Just as an anecdote:
>I remember my father bringing home a box one day in the 90's. He explained that inside of the box was the World Wide Web. I was a kid, didn't really know what that meant but assumed it was some boring CD program. He got it all connected and was showing me Netscape Navigator (I thought the meteor traveling across the N logo was cool I guess) but I didn't really "get" it. Until he loaded up some random flash game page. I played Battleship for a little while, and was like "ok, but I have an SNES why would I bother with this?"
I feel like this is where we are right now with AI and the general public. It's "neat" and we know it'll probably be useful for some people.
So eventually my siblings and I started downloading music, chatting with friends over ICQ and later on MSN messenger, ROMs and emulators, movies/shows, Playstation games, and so on. Our internet got faster and more robust. The largest QoL upgrade was getting a second phone line in the house. I moved away, got cable internet, I now have fiber these days. I don't remember or really care about the time I went from 5mb/s to 15, or the first video I watched online. What still sticks in my head 25 years later is that underwhelming shitty game of Battleship, and the first time I messaged a friend from my class online over ICQ; Around this time is when the internet became a thing I used almost daily. I remember downloading music and stuff but it's not as specific. The wonder wasn't there because it just felt more normal like "Oh I heard you can do this, let's try it out."
ChatGPT hit the public pretty hard, I heard way more people talking about it than the Bing version.

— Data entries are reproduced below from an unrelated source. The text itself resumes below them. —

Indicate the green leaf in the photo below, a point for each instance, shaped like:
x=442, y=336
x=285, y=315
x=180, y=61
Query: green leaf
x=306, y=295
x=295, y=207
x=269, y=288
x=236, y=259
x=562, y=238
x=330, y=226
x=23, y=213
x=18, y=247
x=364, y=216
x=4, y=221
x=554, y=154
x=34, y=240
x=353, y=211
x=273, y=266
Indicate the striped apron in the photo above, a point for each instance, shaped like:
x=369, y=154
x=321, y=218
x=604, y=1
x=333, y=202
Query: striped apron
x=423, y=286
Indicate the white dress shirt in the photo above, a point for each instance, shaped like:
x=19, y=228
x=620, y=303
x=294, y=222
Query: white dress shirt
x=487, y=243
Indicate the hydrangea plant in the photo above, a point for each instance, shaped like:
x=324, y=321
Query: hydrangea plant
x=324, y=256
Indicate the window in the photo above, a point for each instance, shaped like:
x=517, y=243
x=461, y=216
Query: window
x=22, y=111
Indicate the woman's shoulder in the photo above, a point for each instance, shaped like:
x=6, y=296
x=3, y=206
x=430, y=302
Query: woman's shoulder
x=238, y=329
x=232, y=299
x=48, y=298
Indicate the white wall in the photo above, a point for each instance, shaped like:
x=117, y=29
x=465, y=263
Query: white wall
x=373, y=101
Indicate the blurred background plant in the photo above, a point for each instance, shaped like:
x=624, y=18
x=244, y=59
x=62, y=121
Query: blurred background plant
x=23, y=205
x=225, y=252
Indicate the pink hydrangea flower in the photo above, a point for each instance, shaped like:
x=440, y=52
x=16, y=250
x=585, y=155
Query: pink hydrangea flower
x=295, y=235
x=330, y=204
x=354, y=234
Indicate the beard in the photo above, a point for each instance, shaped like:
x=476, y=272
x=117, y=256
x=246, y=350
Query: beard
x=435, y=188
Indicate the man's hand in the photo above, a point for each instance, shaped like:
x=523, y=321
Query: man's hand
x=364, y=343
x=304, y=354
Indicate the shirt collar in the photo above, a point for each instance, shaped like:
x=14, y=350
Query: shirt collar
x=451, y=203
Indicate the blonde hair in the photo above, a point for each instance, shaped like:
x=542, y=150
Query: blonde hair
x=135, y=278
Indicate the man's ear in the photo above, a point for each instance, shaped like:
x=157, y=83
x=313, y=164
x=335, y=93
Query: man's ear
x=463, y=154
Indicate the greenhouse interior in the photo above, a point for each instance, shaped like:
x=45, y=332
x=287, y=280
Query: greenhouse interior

I think Google is poised to just release Bard, hopefully with fewer hallucinations and have it tie into our personalized records they've harvested. And that will be that. AI will be how we Google things and one day in the future I will look back on 2023 and try to pinpoint when exactly I stopped needing to Google with "site:reddit.com" because AI was more efficient. 2023 (March/May I hope!) will be the "ICQ moment" of AI.
Am I crazy here? Of course this assumes some more success with search engine implementation, but what else is there between now and a new internet? I really believe this change in how we access the internet will be much more transformative than people think. I don't see anyone really talking about it. It's safe to assume most of us in this subreddit are "good" at finding information online, and using it to enhance our intelligence. It's slow and clunky, but it is a form of enhancing our intelligence. Opening up search and merely asking a question, then getting accurate and reputable information? That will change everything. No sifting through garbage, trying to ready lengthy articles that are written in such a way to keep you engaged.
Anyway, has anyone stopped to really think about this at all?? Not like "I can't wait for gpt4 it'll be awesome" or "AGI is < 10 years away! Can't wait!" kind of things. Like, this is most likely < months away. A transformative artificial intelligence, publicly available, anytime between today and like 2 months away. Wtf. Well I hope it's within 2 months. The actual implications of technology that will begin rolling out any day now. Is this LLM gen the last big event until (if) we see a successor(s) to the language model architecture itself before AGI?